Adaptação de livro de Jorge Amado tem bom elenco, mas perde com rigidez

INÁCIO ARAUJO
CRÍTICO DA FOLHA

De Jorge Amado espera-se um tom pitoresco e feliz que deriva em grande medida dos valores ou de vivências populares. Talvez seja o mais traduzido dos romancistas brasileiros.
É possível que isso se deva, em parte, àquilo que em tempos menos respeitosos chamava-se "macumba para turista": uma idealização de aspectos da vida das pessoas simples. "A Morte e a Morte de Quincas Berro d'Água" é um momento de Amado em que as virtudes desse tipo de concepção aparecem com espontaneidade notável e as possíveis limitações parecem desaparecer.
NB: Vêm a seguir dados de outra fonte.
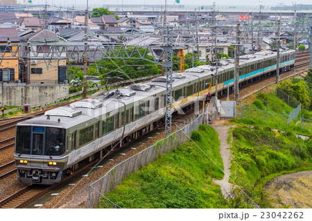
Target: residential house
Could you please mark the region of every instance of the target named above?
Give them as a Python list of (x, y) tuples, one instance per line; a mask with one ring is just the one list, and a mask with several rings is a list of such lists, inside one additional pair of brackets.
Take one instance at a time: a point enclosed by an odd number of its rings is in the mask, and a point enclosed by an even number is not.
[(104, 27), (118, 27), (118, 21), (114, 15), (102, 15), (102, 21), (104, 23)]
[(101, 29), (105, 29), (105, 24), (101, 17), (91, 17), (91, 21), (99, 26)]
[[(73, 24), (77, 26), (85, 26), (85, 16), (76, 16), (73, 19)], [(88, 29), (89, 30), (98, 30), (100, 26), (93, 23), (90, 19), (88, 18)]]
[(18, 18), (13, 12), (0, 12), (0, 23), (12, 23), (21, 25), (22, 18)]
[(130, 17), (123, 17), (117, 21), (119, 26), (121, 27), (134, 27), (139, 28), (139, 22), (133, 18)]
[(25, 27), (28, 30), (33, 31), (37, 31), (42, 29), (40, 19), (37, 17), (28, 17), (24, 18), (21, 26)]
[[(58, 50), (62, 45), (66, 44), (66, 40), (46, 29), (25, 35), (25, 42), (31, 44), (31, 52), (23, 58), (23, 80), (26, 82), (40, 82), (41, 84), (57, 84), (65, 82), (67, 78), (67, 60), (60, 58), (56, 55), (46, 55), (51, 46), (55, 45)], [(58, 45), (60, 45), (58, 46)], [(35, 57), (38, 53), (40, 56)], [(66, 56), (66, 52), (62, 52), (62, 57)]]
[(55, 32), (57, 30), (62, 28), (71, 28), (72, 26), (74, 26), (73, 21), (69, 19), (53, 17), (49, 20), (48, 29), (53, 32)]
[(17, 0), (0, 0), (0, 5), (16, 5)]
[[(0, 81), (19, 80), (19, 34), (15, 28), (0, 28), (0, 53), (3, 57), (0, 67)], [(3, 54), (4, 53), (4, 55)], [(12, 58), (15, 55), (15, 58)], [(6, 58), (6, 56), (10, 57)]]

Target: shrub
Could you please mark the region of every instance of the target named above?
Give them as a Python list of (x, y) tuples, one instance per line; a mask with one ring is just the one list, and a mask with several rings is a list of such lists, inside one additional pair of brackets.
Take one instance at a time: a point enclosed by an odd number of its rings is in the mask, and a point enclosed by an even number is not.
[(191, 134), (191, 139), (194, 141), (200, 141), (202, 139), (202, 135), (198, 131), (194, 130)]

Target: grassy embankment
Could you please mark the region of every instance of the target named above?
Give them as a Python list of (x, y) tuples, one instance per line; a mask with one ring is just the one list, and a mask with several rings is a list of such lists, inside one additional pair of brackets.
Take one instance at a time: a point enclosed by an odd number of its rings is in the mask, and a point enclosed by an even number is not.
[[(223, 169), (218, 134), (200, 125), (192, 139)], [(125, 178), (106, 197), (122, 208), (214, 208), (223, 173), (193, 143), (188, 142)], [(107, 208), (102, 200), (100, 207)]]
[[(293, 108), (288, 107), (275, 94), (260, 93), (250, 105), (250, 108), (267, 112), (289, 114)], [(303, 110), (309, 118), (311, 112)], [(274, 199), (268, 199), (270, 193), (266, 193), (263, 185), (270, 179), (279, 175), (300, 170), (312, 169), (312, 141), (297, 139), (295, 134), (311, 136), (311, 125), (297, 120), (284, 125), (283, 116), (266, 115), (245, 110), (245, 117), (234, 121), (243, 125), (233, 130), (232, 176), (240, 186), (248, 187), (250, 196), (261, 206), (270, 206)], [(262, 115), (261, 115), (262, 114)], [(272, 129), (278, 129), (278, 132)], [(282, 132), (284, 131), (284, 132)], [(252, 191), (253, 190), (253, 191)]]

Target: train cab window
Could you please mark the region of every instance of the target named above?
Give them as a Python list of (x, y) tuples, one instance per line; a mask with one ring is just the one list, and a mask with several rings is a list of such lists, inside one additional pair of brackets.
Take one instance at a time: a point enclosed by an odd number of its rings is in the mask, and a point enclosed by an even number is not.
[(175, 95), (173, 98), (175, 101), (180, 100), (182, 98), (182, 89), (177, 89), (175, 91)]
[(114, 116), (102, 121), (102, 135), (106, 134), (114, 130)]
[(42, 155), (43, 134), (33, 134), (33, 155)]
[(31, 127), (19, 126), (17, 127), (15, 149), (17, 154), (31, 154)]
[(93, 125), (92, 125), (79, 132), (79, 146), (82, 146), (93, 140)]
[(63, 154), (64, 152), (65, 130), (56, 127), (46, 127), (45, 155), (60, 156)]
[(193, 85), (187, 87), (187, 97), (193, 94)]

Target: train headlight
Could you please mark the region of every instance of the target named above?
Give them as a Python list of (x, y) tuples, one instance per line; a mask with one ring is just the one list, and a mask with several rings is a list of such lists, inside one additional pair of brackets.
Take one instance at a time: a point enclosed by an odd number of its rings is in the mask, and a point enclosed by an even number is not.
[(21, 159), (21, 160), (19, 160), (19, 164), (24, 164), (24, 165), (26, 165), (27, 164), (27, 161), (26, 160), (22, 160), (22, 159)]
[(56, 166), (56, 162), (49, 162), (48, 166)]

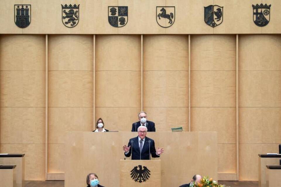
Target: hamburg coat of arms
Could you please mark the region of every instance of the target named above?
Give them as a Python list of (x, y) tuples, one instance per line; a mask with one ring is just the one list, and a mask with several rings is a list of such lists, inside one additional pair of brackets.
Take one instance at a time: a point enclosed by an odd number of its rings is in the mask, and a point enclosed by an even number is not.
[(31, 5), (15, 5), (15, 23), (20, 28), (28, 27), (31, 22)]
[(128, 6), (109, 6), (108, 22), (114, 27), (121, 27), (128, 22)]
[(271, 5), (252, 5), (254, 22), (259, 27), (264, 27), (269, 22), (270, 20), (270, 7)]
[(174, 6), (156, 6), (156, 21), (158, 25), (164, 27), (171, 27), (175, 19)]
[(223, 6), (211, 5), (204, 7), (204, 21), (208, 25), (217, 26), (222, 22), (223, 17)]
[(62, 23), (66, 27), (74, 27), (79, 22), (79, 6), (76, 4), (68, 6), (61, 5), (61, 19)]

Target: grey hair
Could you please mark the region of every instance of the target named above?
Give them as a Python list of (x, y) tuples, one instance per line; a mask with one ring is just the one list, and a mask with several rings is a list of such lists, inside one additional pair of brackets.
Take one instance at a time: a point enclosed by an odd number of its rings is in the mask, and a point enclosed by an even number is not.
[(141, 111), (140, 112), (138, 112), (138, 117), (140, 117), (140, 114), (141, 113), (144, 113), (145, 114), (145, 115), (146, 115), (146, 116), (147, 116), (147, 114), (144, 111)]
[(145, 129), (145, 131), (147, 132), (147, 128), (145, 126), (142, 126), (140, 125), (138, 128), (138, 132), (139, 132), (140, 129)]

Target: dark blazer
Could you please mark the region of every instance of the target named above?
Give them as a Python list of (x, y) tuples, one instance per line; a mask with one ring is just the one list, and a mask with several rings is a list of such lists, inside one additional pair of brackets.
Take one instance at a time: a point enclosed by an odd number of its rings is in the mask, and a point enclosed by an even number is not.
[[(154, 141), (147, 136), (145, 137), (145, 140), (141, 150), (141, 154), (140, 152), (140, 147), (138, 146), (138, 136), (130, 139), (128, 147), (131, 146), (130, 150), (128, 154), (126, 155), (124, 153), (125, 156), (127, 157), (130, 157), (132, 154), (132, 160), (149, 160), (149, 143), (148, 141), (150, 140), (150, 153), (151, 156), (153, 158), (160, 157), (160, 156), (156, 154), (156, 150), (154, 145)], [(133, 141), (133, 145), (131, 143), (131, 141)], [(133, 149), (133, 153), (132, 149)]]
[[(104, 187), (104, 186), (101, 186), (99, 184), (98, 184), (97, 186), (97, 187)], [(88, 185), (88, 186), (87, 186), (87, 187), (91, 187), (91, 186), (90, 185)]]
[[(154, 122), (149, 121), (147, 121), (146, 128), (148, 132), (155, 132), (155, 124)], [(138, 121), (137, 122), (134, 123), (132, 124), (132, 132), (136, 132), (138, 131), (138, 128), (140, 126), (140, 122)]]
[(190, 183), (189, 184), (183, 184), (181, 186), (180, 186), (179, 187), (189, 187), (190, 185)]
[[(95, 129), (95, 131), (96, 130), (96, 129)], [(107, 129), (104, 129), (104, 130), (105, 130), (105, 131), (106, 131), (106, 132), (108, 132), (108, 131), (109, 131), (109, 130), (107, 130)], [(92, 131), (92, 132), (95, 132), (95, 131)]]

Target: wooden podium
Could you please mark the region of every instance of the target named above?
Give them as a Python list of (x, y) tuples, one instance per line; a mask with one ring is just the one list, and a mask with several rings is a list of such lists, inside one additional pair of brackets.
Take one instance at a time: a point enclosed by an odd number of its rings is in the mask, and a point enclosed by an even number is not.
[(161, 186), (160, 160), (120, 160), (120, 186)]

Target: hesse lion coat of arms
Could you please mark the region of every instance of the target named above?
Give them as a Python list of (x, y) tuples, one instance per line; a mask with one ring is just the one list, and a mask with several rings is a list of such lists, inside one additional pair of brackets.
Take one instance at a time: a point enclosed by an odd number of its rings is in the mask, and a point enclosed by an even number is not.
[(69, 28), (74, 27), (79, 22), (79, 6), (76, 4), (68, 6), (61, 5), (61, 17), (62, 23)]
[(109, 6), (108, 22), (115, 27), (125, 26), (128, 22), (128, 6)]

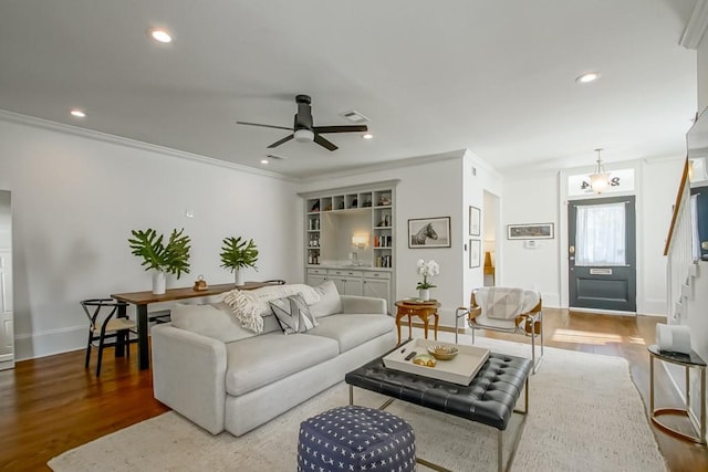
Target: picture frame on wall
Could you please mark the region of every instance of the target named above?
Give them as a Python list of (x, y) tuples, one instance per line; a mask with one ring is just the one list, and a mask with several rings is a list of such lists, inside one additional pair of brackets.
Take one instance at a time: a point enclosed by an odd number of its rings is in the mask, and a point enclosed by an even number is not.
[(469, 235), (480, 234), (481, 210), (477, 207), (469, 207)]
[(469, 240), (469, 268), (476, 269), (481, 265), (482, 242), (478, 239)]
[(507, 239), (553, 239), (553, 223), (507, 224)]
[(450, 217), (408, 220), (408, 248), (449, 248)]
É um ponto alto do escritor, sem dúvida, a história do sujeito Quincas, que começa por ser um honesto funcionário, marido e pai até que manda tudo para o espaço e substitui a rotina familiar pela boemia e pelos renegados de Salvador.
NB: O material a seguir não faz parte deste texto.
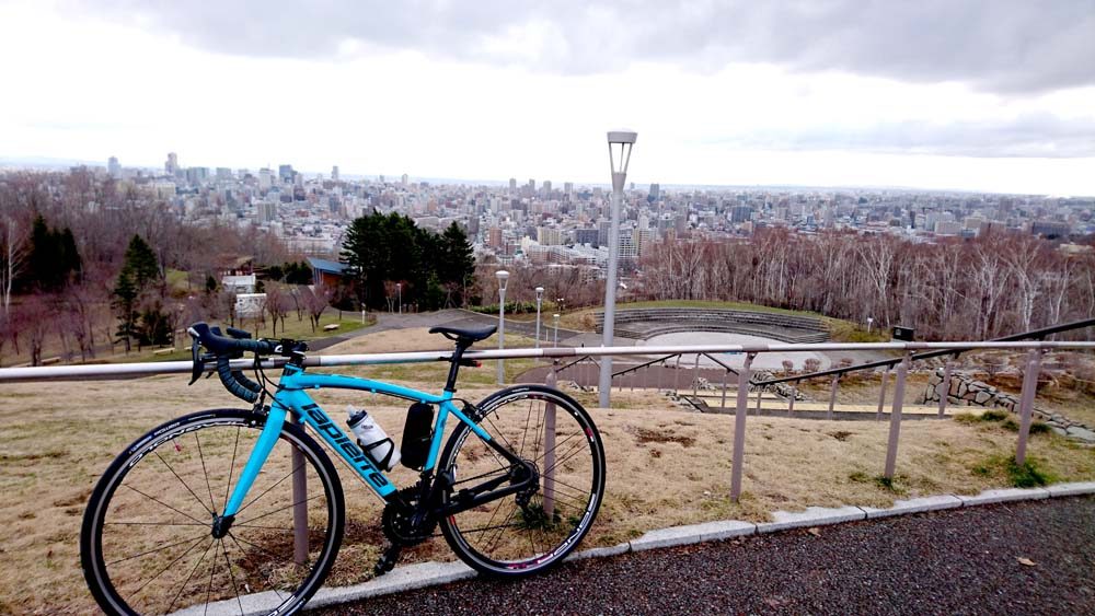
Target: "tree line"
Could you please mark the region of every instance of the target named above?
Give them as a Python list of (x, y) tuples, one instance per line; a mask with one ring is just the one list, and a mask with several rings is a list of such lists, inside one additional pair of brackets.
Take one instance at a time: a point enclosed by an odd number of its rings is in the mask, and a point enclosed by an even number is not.
[(438, 234), (397, 212), (374, 211), (350, 224), (341, 260), (354, 297), (373, 310), (402, 301), (429, 311), (473, 300), (475, 260), (456, 222)]
[(1018, 232), (934, 244), (891, 235), (761, 229), (748, 240), (659, 242), (637, 295), (744, 301), (927, 339), (989, 339), (1095, 316), (1095, 254)]
[[(301, 277), (276, 237), (211, 220), (187, 224), (171, 202), (88, 171), (0, 173), (0, 364), (12, 352), (39, 364), (47, 346), (90, 360), (230, 319), (218, 278), (241, 257)], [(183, 279), (168, 284), (170, 270)]]

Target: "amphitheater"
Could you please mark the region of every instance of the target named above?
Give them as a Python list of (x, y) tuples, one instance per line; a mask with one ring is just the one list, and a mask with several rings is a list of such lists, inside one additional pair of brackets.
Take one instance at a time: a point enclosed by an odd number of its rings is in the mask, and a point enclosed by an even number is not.
[[(603, 332), (604, 313), (596, 313), (597, 332)], [(667, 334), (711, 332), (741, 334), (781, 342), (826, 342), (829, 330), (820, 318), (771, 312), (727, 309), (618, 310), (613, 333), (621, 338), (649, 340)]]

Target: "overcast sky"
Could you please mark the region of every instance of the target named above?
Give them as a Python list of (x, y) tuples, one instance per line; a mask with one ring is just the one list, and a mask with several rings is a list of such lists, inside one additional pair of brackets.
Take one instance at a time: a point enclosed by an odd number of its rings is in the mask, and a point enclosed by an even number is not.
[(1095, 195), (1095, 0), (0, 0), (0, 156)]

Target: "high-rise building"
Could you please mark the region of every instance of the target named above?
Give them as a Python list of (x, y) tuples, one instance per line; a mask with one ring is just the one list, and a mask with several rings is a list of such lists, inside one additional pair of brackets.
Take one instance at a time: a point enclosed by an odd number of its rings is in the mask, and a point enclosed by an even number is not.
[(661, 185), (650, 184), (650, 194), (646, 197), (646, 200), (653, 204), (654, 201), (657, 201), (659, 198), (661, 198)]

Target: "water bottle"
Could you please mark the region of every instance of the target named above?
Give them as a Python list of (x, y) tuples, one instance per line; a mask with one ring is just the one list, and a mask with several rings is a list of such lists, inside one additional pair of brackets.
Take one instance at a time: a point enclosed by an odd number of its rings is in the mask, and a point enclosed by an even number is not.
[(361, 446), (377, 466), (384, 470), (395, 468), (400, 462), (400, 450), (395, 442), (388, 437), (388, 432), (373, 421), (365, 410), (358, 410), (353, 406), (346, 407), (348, 415), (346, 425), (357, 437), (357, 444)]

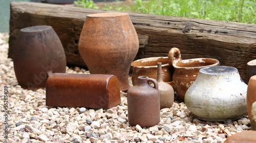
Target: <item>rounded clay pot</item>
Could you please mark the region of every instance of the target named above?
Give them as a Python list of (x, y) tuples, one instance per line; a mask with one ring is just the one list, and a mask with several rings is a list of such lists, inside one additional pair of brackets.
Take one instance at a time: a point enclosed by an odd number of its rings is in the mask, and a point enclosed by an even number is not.
[(137, 84), (138, 77), (146, 76), (157, 79), (157, 63), (162, 63), (162, 77), (164, 82), (172, 81), (173, 67), (169, 65), (167, 56), (152, 57), (139, 59), (132, 63), (133, 72), (132, 82), (133, 85)]
[[(153, 82), (154, 87), (149, 82)], [(137, 85), (127, 92), (127, 102), (130, 125), (150, 127), (159, 123), (160, 93), (156, 79), (138, 77)]]
[(173, 87), (163, 81), (162, 78), (162, 63), (157, 63), (157, 82), (160, 92), (160, 109), (170, 108), (174, 101), (174, 91)]
[(199, 70), (208, 67), (218, 66), (218, 60), (210, 58), (197, 58), (182, 60), (180, 50), (173, 48), (169, 51), (169, 62), (174, 67), (173, 81), (170, 84), (179, 96), (184, 99), (188, 88), (194, 83)]
[(252, 76), (256, 75), (256, 59), (247, 63), (246, 69), (247, 82), (249, 82), (250, 78)]
[(114, 74), (121, 91), (130, 88), (129, 70), (139, 49), (139, 39), (128, 14), (87, 15), (78, 46), (90, 73)]
[(247, 88), (235, 68), (204, 68), (200, 70), (197, 79), (187, 90), (185, 104), (201, 120), (237, 120), (246, 112)]
[(251, 118), (251, 105), (256, 101), (256, 75), (250, 78), (248, 83), (247, 94), (247, 113), (249, 118)]
[(14, 47), (13, 64), (18, 84), (24, 89), (45, 88), (52, 73), (65, 73), (63, 46), (50, 26), (23, 28)]

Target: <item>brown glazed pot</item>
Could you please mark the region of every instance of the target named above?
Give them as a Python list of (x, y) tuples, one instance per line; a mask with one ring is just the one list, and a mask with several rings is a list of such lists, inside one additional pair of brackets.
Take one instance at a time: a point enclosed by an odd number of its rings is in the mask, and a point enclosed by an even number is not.
[(218, 66), (218, 60), (209, 58), (197, 58), (182, 60), (180, 50), (173, 48), (168, 55), (170, 65), (174, 68), (173, 81), (169, 84), (179, 96), (184, 99), (188, 88), (197, 79), (199, 70), (208, 67)]
[(139, 49), (139, 39), (128, 14), (87, 15), (80, 36), (79, 50), (91, 74), (116, 75), (120, 90), (130, 88), (131, 63)]
[(174, 91), (169, 84), (164, 82), (162, 78), (162, 63), (157, 63), (157, 82), (160, 92), (160, 109), (170, 108), (174, 101)]
[(53, 73), (46, 85), (46, 105), (109, 109), (121, 103), (113, 75)]
[[(149, 82), (152, 82), (154, 87)], [(155, 79), (138, 77), (136, 85), (127, 92), (128, 121), (133, 126), (150, 127), (160, 122), (160, 93)]]
[(256, 75), (250, 78), (248, 83), (246, 98), (248, 116), (250, 119), (251, 105), (256, 101)]
[(14, 49), (14, 71), (18, 84), (24, 89), (45, 88), (48, 75), (66, 72), (64, 49), (51, 26), (22, 29)]
[(255, 143), (256, 131), (247, 130), (237, 133), (228, 137), (224, 143)]
[(146, 76), (157, 79), (158, 62), (162, 63), (162, 77), (163, 81), (172, 81), (174, 70), (173, 66), (168, 64), (168, 60), (167, 56), (159, 56), (144, 58), (133, 62), (131, 64), (133, 85), (137, 84), (138, 77), (140, 76)]
[(250, 78), (256, 75), (256, 59), (247, 63), (247, 82), (249, 82)]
O significado dessa troca não escapa, certamente, a Sérgio Machado, diretor do filme. Escracho, bebedeiras, malandragem equivalem à vida. Mas são também uma maneira de resistência à dominação burguesa. A uma ética do trabalho que a elite baiana (ou brasileira) cultiva mais para impor aos serviçais que para uso próprio. Uma resistência bem-humorada a um Brasil quase escravocrata.
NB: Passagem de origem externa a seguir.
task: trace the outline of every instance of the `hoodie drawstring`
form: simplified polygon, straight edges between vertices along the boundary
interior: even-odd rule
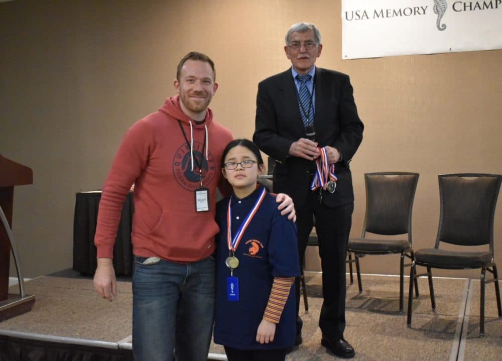
[[[192,160],[192,172],[193,172],[193,126],[192,125],[191,122],[189,122],[188,123],[190,124],[190,155]],[[205,135],[206,141],[204,142],[206,144],[206,160],[208,161],[208,149],[209,149],[209,145],[208,143],[209,143],[209,133],[207,132],[207,125],[205,124],[204,128],[206,131]]]

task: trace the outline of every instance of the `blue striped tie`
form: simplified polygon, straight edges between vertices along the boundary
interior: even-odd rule
[[[314,109],[312,109],[312,97],[309,88],[307,87],[307,82],[310,80],[312,77],[309,74],[296,76],[296,80],[300,83],[300,90],[298,91],[298,105],[300,106],[300,113],[302,115],[303,126],[306,128],[314,124]]]

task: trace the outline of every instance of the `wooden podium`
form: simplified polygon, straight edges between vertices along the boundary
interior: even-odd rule
[[[0,154],[0,322],[30,311],[35,303],[34,295],[25,294],[24,279],[11,230],[14,186],[33,183],[31,168]],[[19,295],[9,293],[11,250],[19,281]]]

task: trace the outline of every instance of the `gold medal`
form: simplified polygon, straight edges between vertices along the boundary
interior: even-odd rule
[[[228,268],[234,269],[239,267],[239,260],[234,256],[228,257],[225,260],[225,264]]]

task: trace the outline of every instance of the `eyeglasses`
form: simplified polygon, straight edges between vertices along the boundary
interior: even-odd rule
[[[292,50],[299,50],[300,48],[302,47],[302,43],[299,41],[294,41],[290,44],[288,45],[288,47]],[[303,45],[306,50],[312,50],[313,49],[317,46],[317,44],[311,40],[307,40],[303,43]]]
[[[256,161],[252,160],[242,161],[242,162],[229,162],[227,163],[225,163],[225,168],[229,170],[232,170],[235,169],[237,166],[240,164],[243,168],[250,168],[253,166],[255,163],[258,163]]]

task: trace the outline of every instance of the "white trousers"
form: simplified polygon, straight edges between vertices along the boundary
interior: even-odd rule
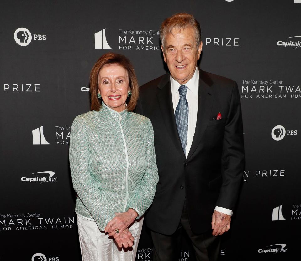
[[[135,238],[134,245],[119,248],[113,237],[101,231],[96,222],[77,216],[78,235],[83,261],[135,261],[143,218],[135,220],[129,229]]]

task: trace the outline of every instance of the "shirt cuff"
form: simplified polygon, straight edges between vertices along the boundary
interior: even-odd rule
[[[136,211],[137,212],[137,214],[138,214],[138,216],[136,218],[136,219],[139,219],[139,218],[140,218],[140,212],[139,212],[139,211],[138,211],[138,209],[137,209],[135,207],[130,207],[129,208],[132,208],[133,209],[134,209],[135,211]]]
[[[233,212],[232,212],[231,209],[228,209],[228,208],[221,207],[218,207],[217,206],[215,207],[215,208],[214,209],[214,210],[218,211],[219,212],[221,212],[222,213],[229,215],[230,216],[232,216],[233,214]]]

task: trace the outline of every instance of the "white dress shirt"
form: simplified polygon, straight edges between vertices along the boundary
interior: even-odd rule
[[[186,98],[188,103],[188,130],[187,132],[187,141],[186,145],[186,155],[187,157],[191,147],[192,141],[195,131],[197,125],[197,117],[198,116],[198,100],[199,72],[197,68],[196,69],[192,78],[184,85],[187,86]],[[170,76],[170,86],[172,91],[172,99],[173,106],[173,112],[180,100],[180,94],[178,90],[182,84]],[[224,207],[216,206],[214,210],[227,215],[232,215],[232,210]]]

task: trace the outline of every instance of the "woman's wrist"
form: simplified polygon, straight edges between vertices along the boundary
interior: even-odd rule
[[[135,217],[135,218],[136,218],[139,216],[139,215],[137,212],[134,208],[132,208],[130,207],[128,210],[128,211],[130,212],[131,215]]]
A introdução da morte nesse ambiente tão vital é, claro, um paradoxo. Quincas não poderia morrer. E, não por acaso, os amigos se recusam a admitir que esteja morto. Onde outros veriam um cadáver, eles veem um boêmio que exagerou ao encher a cara.
Se essa história fascinante é, além do mais, bastante valorizada por um belo elenco, em que Paulo José faz um morto dotado de sutileza digna dos mais vivos, por que tende o espectador a se sentir incomodado na poltrona quando o filme nem chegou à metade?
É possível que o original, até a vivacidade do falar dos personagens, tenha seduzido a tal ponto os autores que sentimos boa parte da imagem como mera ilustração de um texto. A marca da morte parece mais presente que no próprio defunto: é como se a rigidez da recente "qualidade brasileira" aparecesse ali não só na obsessiva necessidade de mostrar produção como no uso de vinhetas que se detêm no acessório em prejuízo do essencial.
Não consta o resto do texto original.